HTML + JS + Hazlo.ai: Make your own review scorer

Hazlo
3 min readApr 25, 2021

Wouldn’t it be pretty cool if you could make your own review rating algorithm, in simple HTML & JS without worrying about the tedious ML backend infrastructure? That’s exactly what we’re gonna do in this tutorial — build an ML algo which gives ratings to reviews (1–5) in a jiffy.

Dataset

We’ll be using the Etsy review dataset openly available at Kaggle: https://www.kaggle.com/andrewmvd/trip-advisor-hotel-reviews. Credits to Kaggle: Abdulelah for distributing the dataset

This contains the text of a review and it’s score — what rating the buyer gave the seller. We’ll try and predict the score given the review.

Step 1: Upload the dataset to your Hazlo account

Log in to your Hazlo account, go to the datasets page and deploy the .csv file from the link.

Just upload the file, give some context and Hazlo automatically extrapolates, augments and cleans that dataset.

Step 2: Create your project

Once you’ve uploaded your dataset, go to your projects page and launch a project with “ratings” as your chosen column.

Give your project a cool name and choose “ratings” as the prediction column.

After pressing deploy, your model should be ready in a couple of minutes. You can see your models training in real-time and Hazlo takes care of the tedious stuff like synthetic samplings and vectorizations — so we can focus on building our site.

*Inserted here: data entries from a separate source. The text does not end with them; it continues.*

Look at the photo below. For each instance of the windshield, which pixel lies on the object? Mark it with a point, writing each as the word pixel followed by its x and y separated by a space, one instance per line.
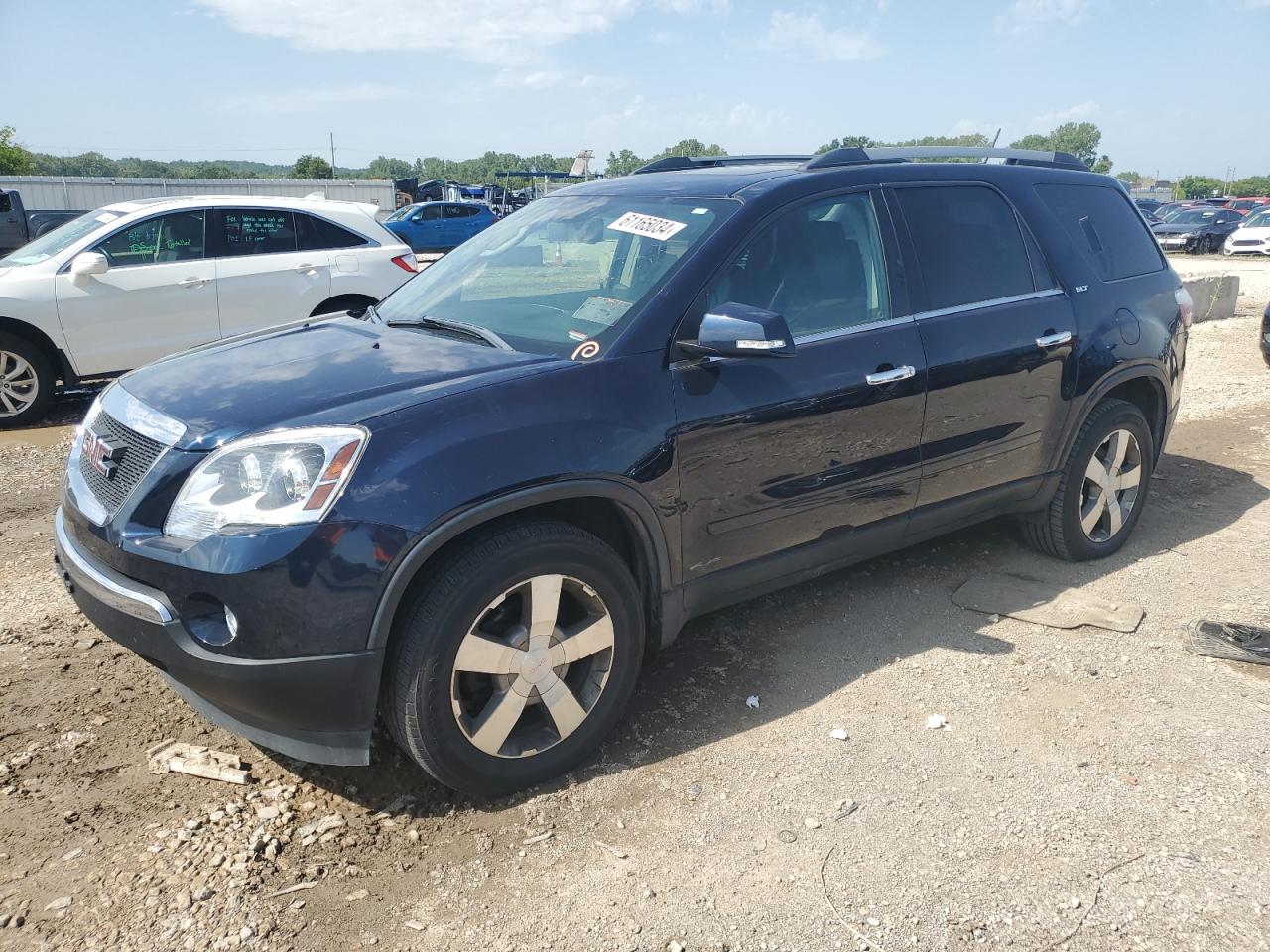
pixel 402 212
pixel 563 272
pixel 1189 216
pixel 1257 220
pixel 59 239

The metrics for all reviews are looking pretty good.

Step 3: Connect your API

You’ll see the sample cURL request for your model in your “APIs & NLP” page; you can convert the request to your language of choice (JS in this case) with https://curl.trillworks.com/ — it’s a nifty tool that quickly converts a cURL request to valid requests different languages.

Your cURL request will look something like this.
& the subsequent JS fetch request should look something like this. The no-distribution parameter enables us to only get the most likely outcome instead of the probability distribution.

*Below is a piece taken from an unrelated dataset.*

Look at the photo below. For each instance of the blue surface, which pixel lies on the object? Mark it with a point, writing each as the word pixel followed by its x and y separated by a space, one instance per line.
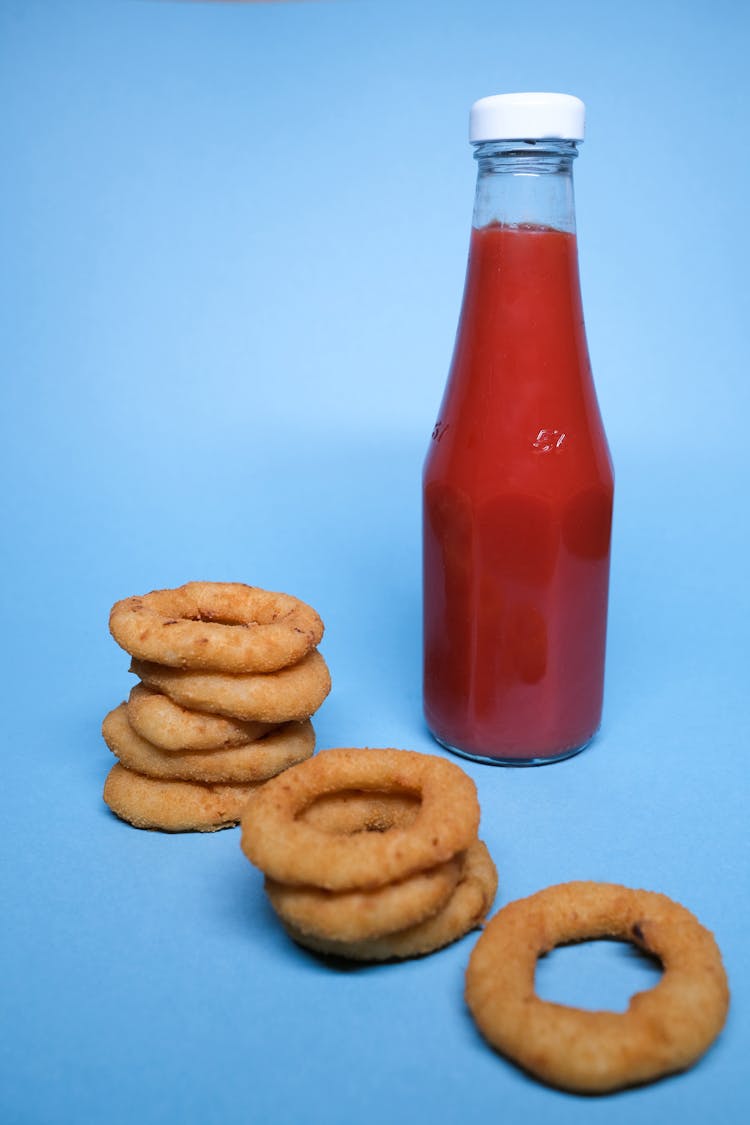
pixel 233 250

Step 4: Build out a front-end

This step’s pretty straightforward, we’ll build out a quick front-end using CSS ( I’ll be using Bootstrap to add that bit of pizazz) & HTML. It’ll need to have a text area input which users can write the review in and a predict button which executes the fetch query.

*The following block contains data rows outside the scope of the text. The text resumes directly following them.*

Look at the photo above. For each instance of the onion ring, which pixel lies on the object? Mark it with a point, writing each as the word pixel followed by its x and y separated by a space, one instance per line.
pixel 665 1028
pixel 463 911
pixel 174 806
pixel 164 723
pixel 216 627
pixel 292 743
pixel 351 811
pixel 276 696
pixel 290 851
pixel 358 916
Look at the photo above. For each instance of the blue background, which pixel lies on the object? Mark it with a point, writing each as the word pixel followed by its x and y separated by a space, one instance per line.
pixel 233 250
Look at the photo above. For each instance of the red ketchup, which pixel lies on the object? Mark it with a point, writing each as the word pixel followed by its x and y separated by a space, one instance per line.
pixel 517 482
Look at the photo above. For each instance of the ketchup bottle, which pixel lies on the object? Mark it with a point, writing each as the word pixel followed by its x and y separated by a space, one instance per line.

Here’s what my frontend code looks like — nothing to fancy but gets the job done.

Step 5: Deploy & share with the world

That’s it you’ve built out your review classifier — you can now deploy it and share it with the world.

Here’s my pen, you can put in your project details (project code & API Key) and start using it.

An aside: since this is just a demo, we’re using API Keys on the client side; however, it’s highly recommended that you only use your API key on the server-side of things during production.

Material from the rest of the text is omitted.